Дача была старой, уютной и немного бестолковой – словом, такой, какой и должна быть старая подмосковная дача. Анна бывала в таких много раз.
Крыльцо с резными перилами, окна с деревянными перехлестами, небольшие и уютные комнаты. Старая, но отреставрированная мебель, абажуры, коврики, глубокий диван, на который сразу же захотелось плюхнуться, и знакомый голубой польский кухонный буфет, точно такой же стоял на кухне у Аниной бабушки.
Но удобства были: и ванная комната с душем и туалетом, и газовое отопление. А еще новый большой холодильник, новая плита и новая кухонная техника.
Анна выглянула в окно – ого! Под окном цвел и ошеломительно пах огромный куст белого шиповника. Чуть поодаль росла сирень. Вернее, заросли сирени – белой, нежно-сиреневой, темно-лиловой. А позади дома стоял лес – настоящий, густой, малахитовый хвойный лес.
Участок заросший, лохматый, но не заброшенный – было видно, что за ним следят.
Заболела нога, и Анна, скривившись от боли, села в кресло.
Калеганов деловито таскал из машины продукты и раскладывал их в холодильнике.
Анне хотелось остаться одной.

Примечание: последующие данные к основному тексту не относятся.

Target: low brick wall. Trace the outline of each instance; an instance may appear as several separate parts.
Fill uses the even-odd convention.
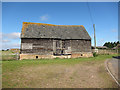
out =
[[[42,58],[53,58],[53,55],[30,55],[30,54],[20,54],[20,60],[22,59],[42,59]]]
[[[54,56],[54,55],[31,55],[31,54],[20,54],[20,60],[22,59],[53,59],[53,58],[79,58],[79,57],[93,57],[93,54],[90,53],[74,53],[72,55],[61,55],[61,56]]]
[[[97,54],[117,54],[117,50],[106,50],[106,49],[102,50],[102,49],[98,49]]]
[[[84,52],[84,53],[74,53],[71,55],[71,58],[79,58],[79,57],[93,57],[92,52]]]

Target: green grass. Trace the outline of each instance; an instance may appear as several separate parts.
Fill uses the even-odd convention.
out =
[[[76,58],[76,59],[56,58],[56,59],[36,59],[36,60],[29,59],[29,60],[2,61],[2,79],[3,79],[2,84],[4,88],[5,87],[10,87],[10,88],[29,87],[28,85],[30,86],[32,85],[31,87],[34,87],[34,85],[37,85],[37,84],[38,86],[41,85],[39,87],[44,87],[44,84],[46,83],[51,84],[51,81],[54,82],[53,80],[54,78],[56,78],[56,81],[54,84],[58,83],[65,76],[66,73],[68,73],[68,75],[71,75],[69,76],[70,78],[69,80],[71,81],[70,83],[75,82],[77,80],[79,82],[79,79],[80,79],[79,74],[81,74],[81,72],[77,74],[79,72],[79,69],[77,68],[76,65],[79,65],[79,66],[82,65],[85,67],[92,66],[93,67],[92,69],[94,69],[96,68],[96,66],[94,65],[98,66],[99,64],[104,63],[104,60],[108,58],[112,58],[112,56],[117,56],[117,55],[98,55],[97,57]],[[67,70],[67,72],[64,72],[65,71],[64,69]],[[73,75],[70,74],[70,71],[72,71],[71,69],[73,70],[77,69],[75,72],[73,72]],[[99,69],[100,69],[99,72],[100,73],[102,72],[100,74],[100,77],[106,78],[107,74],[104,74],[106,73],[106,71],[104,71],[104,68],[102,67],[102,70],[101,70],[101,67],[100,67]],[[85,69],[85,70],[88,70],[88,69]],[[84,69],[82,72],[87,74],[84,71]],[[28,75],[25,76],[26,74]],[[30,75],[32,75],[34,79],[32,79]],[[19,80],[19,81],[16,81],[16,80]],[[61,81],[61,82],[64,84],[69,84],[67,81]],[[82,81],[82,82],[85,82],[85,81]],[[105,83],[107,84],[107,82],[109,82],[109,77]],[[59,87],[59,84],[57,85]]]
[[[80,62],[85,61],[96,61],[96,60],[105,60],[108,58],[112,58],[112,56],[117,55],[98,55],[97,57],[90,58],[76,58],[76,59],[37,59],[37,60],[8,60],[2,61],[3,64],[3,72],[6,71],[14,71],[19,67],[29,66],[29,65],[45,65],[45,64],[66,64],[66,65],[74,65]]]

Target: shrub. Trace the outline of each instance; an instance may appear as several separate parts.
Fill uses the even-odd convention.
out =
[[[96,52],[94,52],[94,53],[93,53],[93,56],[94,56],[94,57],[97,57],[97,56],[98,56],[98,54],[97,54]]]

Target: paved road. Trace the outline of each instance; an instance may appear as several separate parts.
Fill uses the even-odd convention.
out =
[[[108,62],[108,67],[115,78],[120,81],[120,59],[117,57],[110,59]]]

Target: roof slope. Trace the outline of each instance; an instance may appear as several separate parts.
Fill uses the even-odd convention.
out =
[[[23,22],[21,38],[91,39],[83,25]]]

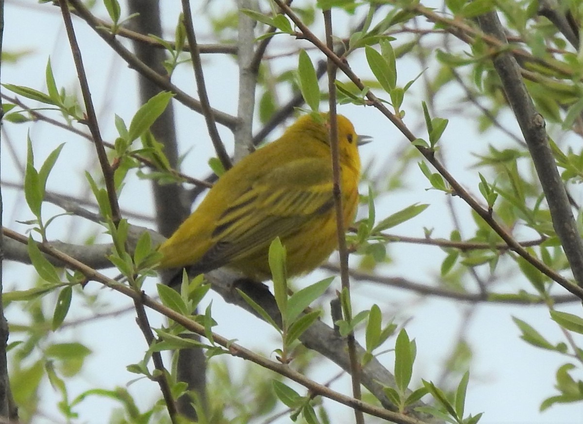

После больниц она очень уставала от людей. Впрочем, от людей она уставала всегда.
Калеганов показал ее комнату, аккурат напротив туалета и ванной, рядом с кухней, – словом, лучше не придумаешь.
Анна зашла в комнату и ахнула – ничего себе! Квадратная, уютная, с большой двуспальной застеленной кроватью, со старым торшером с бордовым, с кистями абажуром, с книжной полкой, на которой стояли книги со знакомыми корешками – подписные Чехов и Куприн, Гончаров и Тургенев. Неужели она наконец сможет все это перечитать?
Но самое главное, в комнате имелся балкончик – маленький, полукруглый, с деревянными балясинами, ровно на одно кресло и маленький чайный столик.
Раскрасневшаяся от восторга и смущения, Анна обернулась к Калеганову:
– Спасибо, Дим! Просто рай на земле! Мне очень нравится!
– Вот и отлично, – суховато ответил он и посмотрел на часы. – Я уезжаю, дела, но через час придет Ольга Васильевна, твоя помощница. Она в курсе всего. Готовка, уборка, Маруся – все будет на ней. А через два дня к тебе придет медсестра: упражнения, массаж и все остальное. Ее надо слушаться, – строго добавил он. – Так же, как и Ольгу Васильевну. Кажется, все. – Он оглядел комнату. – Маруся у себя, рисует, не волнуйся. Я налил ей молока и дал печенья. А ты ложись, Ань. Вечером я позвоню. Ну все, я уехал. Калеганов вышел из комнаты.
– Спасибо, – тихо повторила она. Но, кажется, он не услышал.